Supreme Court of Canada – Police rights to Search Cellphones

On December 11, 2014, Canada’s Supreme Court ruled that police can conduct limited searches of suspects’ cellphones without a search warrant….but, they must follow strict rules. The search must be directly related to the circumstances of an arrest, and detailed records of the search must be kept.
The Court’s 4 to 3 ruling is a margin so narrow one wonders how much sway tipped the decision one way or the other.

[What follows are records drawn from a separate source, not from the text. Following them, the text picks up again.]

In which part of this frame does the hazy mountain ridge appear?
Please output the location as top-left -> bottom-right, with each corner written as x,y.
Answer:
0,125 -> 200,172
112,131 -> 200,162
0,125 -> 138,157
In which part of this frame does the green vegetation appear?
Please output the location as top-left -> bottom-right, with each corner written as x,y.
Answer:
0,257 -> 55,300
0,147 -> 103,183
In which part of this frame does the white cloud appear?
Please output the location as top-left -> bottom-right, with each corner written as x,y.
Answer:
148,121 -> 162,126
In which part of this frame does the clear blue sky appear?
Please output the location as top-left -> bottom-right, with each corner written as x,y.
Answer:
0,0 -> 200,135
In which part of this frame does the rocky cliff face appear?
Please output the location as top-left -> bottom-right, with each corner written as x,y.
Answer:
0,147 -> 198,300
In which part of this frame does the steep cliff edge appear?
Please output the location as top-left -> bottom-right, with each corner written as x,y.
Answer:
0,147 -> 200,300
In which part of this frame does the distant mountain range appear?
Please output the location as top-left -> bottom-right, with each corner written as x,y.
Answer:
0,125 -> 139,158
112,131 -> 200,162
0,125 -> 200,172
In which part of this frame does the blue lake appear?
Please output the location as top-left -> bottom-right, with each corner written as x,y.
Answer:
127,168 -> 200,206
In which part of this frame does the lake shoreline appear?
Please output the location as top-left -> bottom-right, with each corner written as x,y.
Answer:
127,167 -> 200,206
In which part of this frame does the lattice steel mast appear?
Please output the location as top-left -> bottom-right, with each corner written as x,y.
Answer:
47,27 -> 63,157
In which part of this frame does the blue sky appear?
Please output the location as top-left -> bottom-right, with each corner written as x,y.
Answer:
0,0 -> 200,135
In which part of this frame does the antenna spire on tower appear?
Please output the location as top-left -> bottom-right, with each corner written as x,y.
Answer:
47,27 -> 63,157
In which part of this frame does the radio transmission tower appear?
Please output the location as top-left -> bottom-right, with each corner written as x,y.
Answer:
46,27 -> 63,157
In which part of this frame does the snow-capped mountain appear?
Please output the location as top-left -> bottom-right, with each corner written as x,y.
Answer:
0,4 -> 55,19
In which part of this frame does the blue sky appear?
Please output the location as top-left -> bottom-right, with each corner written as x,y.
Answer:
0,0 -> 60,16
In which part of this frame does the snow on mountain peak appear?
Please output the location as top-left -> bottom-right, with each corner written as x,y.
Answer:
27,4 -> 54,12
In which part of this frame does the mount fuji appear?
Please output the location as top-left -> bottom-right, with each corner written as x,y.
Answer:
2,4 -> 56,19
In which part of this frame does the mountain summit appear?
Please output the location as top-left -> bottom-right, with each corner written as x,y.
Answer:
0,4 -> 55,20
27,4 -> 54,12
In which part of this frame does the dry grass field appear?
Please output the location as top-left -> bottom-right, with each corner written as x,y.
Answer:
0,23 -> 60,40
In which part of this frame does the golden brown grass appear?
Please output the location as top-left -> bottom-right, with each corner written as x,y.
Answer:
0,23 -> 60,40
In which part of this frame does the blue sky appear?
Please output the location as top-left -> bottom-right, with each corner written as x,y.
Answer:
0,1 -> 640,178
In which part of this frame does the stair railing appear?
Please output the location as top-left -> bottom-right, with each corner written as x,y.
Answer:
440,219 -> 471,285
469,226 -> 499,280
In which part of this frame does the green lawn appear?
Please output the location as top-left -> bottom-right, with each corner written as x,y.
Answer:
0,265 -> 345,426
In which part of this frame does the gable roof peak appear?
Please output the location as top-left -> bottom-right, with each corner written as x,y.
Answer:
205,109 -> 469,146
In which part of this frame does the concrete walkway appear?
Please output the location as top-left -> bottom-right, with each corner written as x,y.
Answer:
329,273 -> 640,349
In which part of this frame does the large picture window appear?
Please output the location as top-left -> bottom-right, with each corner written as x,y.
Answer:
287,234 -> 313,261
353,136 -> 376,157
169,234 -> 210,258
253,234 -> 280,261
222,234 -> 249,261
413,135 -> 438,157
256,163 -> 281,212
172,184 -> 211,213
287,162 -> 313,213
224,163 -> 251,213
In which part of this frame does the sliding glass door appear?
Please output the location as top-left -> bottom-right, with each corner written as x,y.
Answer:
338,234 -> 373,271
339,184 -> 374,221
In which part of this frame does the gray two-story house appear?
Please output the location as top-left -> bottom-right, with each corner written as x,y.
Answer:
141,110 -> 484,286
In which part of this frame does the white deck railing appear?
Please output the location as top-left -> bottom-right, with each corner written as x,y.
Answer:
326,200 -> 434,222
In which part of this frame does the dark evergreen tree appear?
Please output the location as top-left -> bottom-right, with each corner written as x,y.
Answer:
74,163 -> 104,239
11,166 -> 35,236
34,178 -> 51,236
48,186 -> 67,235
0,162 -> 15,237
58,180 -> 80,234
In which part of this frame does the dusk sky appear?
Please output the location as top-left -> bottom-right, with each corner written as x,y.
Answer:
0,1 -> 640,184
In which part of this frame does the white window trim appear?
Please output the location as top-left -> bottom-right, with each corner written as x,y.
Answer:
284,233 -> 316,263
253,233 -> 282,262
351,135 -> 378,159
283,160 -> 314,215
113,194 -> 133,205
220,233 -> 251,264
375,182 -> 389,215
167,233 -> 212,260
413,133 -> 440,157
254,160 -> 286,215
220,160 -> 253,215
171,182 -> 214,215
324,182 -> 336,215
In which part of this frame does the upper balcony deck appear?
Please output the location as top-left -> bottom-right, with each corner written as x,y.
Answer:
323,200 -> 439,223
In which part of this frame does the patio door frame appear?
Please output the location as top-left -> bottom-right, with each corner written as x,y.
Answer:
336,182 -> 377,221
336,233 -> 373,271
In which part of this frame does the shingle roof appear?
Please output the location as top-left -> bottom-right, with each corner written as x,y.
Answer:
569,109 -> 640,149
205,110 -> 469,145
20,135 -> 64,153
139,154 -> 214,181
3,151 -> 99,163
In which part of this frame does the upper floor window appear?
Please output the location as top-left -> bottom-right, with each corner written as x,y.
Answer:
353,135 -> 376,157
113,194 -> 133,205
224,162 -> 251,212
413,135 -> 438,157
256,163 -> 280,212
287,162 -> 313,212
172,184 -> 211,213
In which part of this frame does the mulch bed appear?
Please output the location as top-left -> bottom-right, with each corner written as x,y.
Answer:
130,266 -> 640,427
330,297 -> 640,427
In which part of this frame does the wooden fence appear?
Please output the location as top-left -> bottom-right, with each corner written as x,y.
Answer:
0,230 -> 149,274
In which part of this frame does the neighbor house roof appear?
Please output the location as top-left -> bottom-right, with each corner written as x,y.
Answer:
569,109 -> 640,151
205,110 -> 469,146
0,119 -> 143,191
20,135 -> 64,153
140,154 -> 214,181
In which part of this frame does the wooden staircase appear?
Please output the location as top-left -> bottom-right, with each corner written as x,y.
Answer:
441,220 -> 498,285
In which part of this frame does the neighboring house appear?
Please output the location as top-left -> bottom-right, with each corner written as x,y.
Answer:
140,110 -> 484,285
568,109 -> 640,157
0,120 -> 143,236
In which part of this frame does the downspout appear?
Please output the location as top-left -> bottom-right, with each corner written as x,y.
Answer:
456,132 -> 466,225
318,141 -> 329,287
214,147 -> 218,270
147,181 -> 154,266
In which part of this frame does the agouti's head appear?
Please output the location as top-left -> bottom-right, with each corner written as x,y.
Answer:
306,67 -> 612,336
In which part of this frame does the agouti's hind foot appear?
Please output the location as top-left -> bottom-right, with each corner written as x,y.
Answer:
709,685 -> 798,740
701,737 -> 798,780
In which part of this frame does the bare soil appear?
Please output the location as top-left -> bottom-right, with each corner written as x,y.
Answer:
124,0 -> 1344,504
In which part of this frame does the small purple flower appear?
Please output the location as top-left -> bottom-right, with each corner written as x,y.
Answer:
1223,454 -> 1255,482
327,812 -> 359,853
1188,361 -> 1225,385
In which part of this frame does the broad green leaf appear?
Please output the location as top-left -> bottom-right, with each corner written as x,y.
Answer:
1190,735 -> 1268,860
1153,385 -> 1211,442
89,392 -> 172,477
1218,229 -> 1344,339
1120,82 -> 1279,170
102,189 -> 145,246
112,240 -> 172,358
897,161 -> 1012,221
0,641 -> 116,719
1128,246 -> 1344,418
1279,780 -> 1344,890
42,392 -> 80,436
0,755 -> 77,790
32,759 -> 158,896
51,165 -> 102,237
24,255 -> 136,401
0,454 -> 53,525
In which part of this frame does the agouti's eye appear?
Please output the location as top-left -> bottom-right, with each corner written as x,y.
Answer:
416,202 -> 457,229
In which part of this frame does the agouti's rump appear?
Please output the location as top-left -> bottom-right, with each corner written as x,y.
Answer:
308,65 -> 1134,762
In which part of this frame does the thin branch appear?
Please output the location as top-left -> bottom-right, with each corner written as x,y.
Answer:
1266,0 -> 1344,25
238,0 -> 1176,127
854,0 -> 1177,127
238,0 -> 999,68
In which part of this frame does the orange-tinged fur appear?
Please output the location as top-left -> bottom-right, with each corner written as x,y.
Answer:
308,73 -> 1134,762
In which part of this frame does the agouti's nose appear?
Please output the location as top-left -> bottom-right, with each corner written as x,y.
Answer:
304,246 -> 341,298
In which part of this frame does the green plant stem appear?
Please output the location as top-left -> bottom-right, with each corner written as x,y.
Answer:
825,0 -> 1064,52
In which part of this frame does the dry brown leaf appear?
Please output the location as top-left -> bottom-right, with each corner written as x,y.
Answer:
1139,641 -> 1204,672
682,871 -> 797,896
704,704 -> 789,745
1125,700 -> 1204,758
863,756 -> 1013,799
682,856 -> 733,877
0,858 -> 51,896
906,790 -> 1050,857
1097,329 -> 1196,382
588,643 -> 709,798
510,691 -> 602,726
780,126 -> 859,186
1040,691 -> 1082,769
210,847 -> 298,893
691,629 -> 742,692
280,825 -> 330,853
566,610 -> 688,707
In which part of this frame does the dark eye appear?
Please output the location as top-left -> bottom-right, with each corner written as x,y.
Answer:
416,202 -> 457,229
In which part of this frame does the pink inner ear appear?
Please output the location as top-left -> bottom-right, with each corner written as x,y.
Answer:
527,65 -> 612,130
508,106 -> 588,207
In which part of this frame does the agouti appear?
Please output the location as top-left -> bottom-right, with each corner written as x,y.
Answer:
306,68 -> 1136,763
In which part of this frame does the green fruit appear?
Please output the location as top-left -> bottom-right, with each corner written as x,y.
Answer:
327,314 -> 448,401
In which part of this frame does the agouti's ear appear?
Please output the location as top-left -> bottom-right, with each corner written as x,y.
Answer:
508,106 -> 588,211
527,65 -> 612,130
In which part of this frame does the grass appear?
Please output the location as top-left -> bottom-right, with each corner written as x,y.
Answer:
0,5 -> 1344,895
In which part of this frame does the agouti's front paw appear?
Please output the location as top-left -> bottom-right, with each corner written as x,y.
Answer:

This writer is ambivalent on the subject, but there’s a tendency to agree with the Court. The problem though, and the issue I have with the SCC’s ruling, is best articulated in Heather Mallick’s December 15 Toronto Star column, “Court ruling on cellphones ravages people’s privacy.” It questions the Court’s belief that the police can regulate themselves, and will follow the rules. There can be information on a cellphone subject to broad interpretation, stored for personal but non-relevant purposes, and in some cases outdated and awaiting deletion. Check out this column on the Star’s web site. In any case, we can foretell legal challenges are to come.
One important question Ms. Mallick asks in her column is, can a suspect refuse to provide a phone’s password to the police. I was able to email her the answer. No, suspects are not required to provide passwords, BUT the police know that most people don’t know that and they will press for the information. The message……be informed….and inform. And, choose passwords wisely.